The child, given the pseudonym Dylan, is genetically a girl but physically a boy due to a disorder that produces excessive male hormones in the womb.
Family Court judge Michael Kent ordered the teen be allowed to receive testosterone injections to begin male puberty.
Dylan’s endocrinologist has also recommended the child have prosthetic testicles inserted once puberty is complete.
Dylan faces a lifetime of hormone treatment.
Doctors say Dylan may still be able to give birth “should he choose that later in life”.
Dylan’s parents were forced to go to the Family Court to get approval for the sex-change drugs, which are referred to as the “second stage of treatment” following use of puberty blockers.
Family Court approval for second stage treatment is in line with a recent Full Court of the Family Court decision, like Re: Jamie  FAMCAFC 110, whereby first stage ‘reversible’ treatment can be undertaken without Family Court authorisation, although strict standards need to be met, however any second-stage ‘irreversible’ treatment requires the oversight and authorisation of the Court.

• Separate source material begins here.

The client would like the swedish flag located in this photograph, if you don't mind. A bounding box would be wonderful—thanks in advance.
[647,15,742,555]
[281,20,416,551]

Dylan’s sexual status is termed “intersexual”.
Dylan was not diagnosed until the age of 15 months, and his parents waited until the child was 11 to tell him he was “part female”.
At the age of 13, Dylan had a pelvic scan to confirm there were ovaries present.
“It was explained to Dylan that he could potentially be fertile as a female in the future if he wished,” Justice Kent said.
“Dylan and his family are aware that if Dylan continues to live as a male, he will eventually need to have his internal female organs removed.
“However, at the present stage, the medical plan … is to defer such surgery until Dylan reaches the age of 18.”
Dylan will need testosterone treatment for life, either through injections every three months, or a “pellet” can be implanted under the skin or through patches, gels or tablets.
Dylan’s condition is known as congenital adrenal hyperplasia, which triggers a spurt of male hormones while the baby is in the womb.
Dylan’s endocrinologist, who cannot be named for legal reasons, said if Dylan was not given the testosterone female puberty would begin, which would be “psychologically devastating” for the child and may lead to obstructed periods.
Another option would be to give Dylan puberty blockers until the age of 18, which would also be “psychologically and socially very damaging”.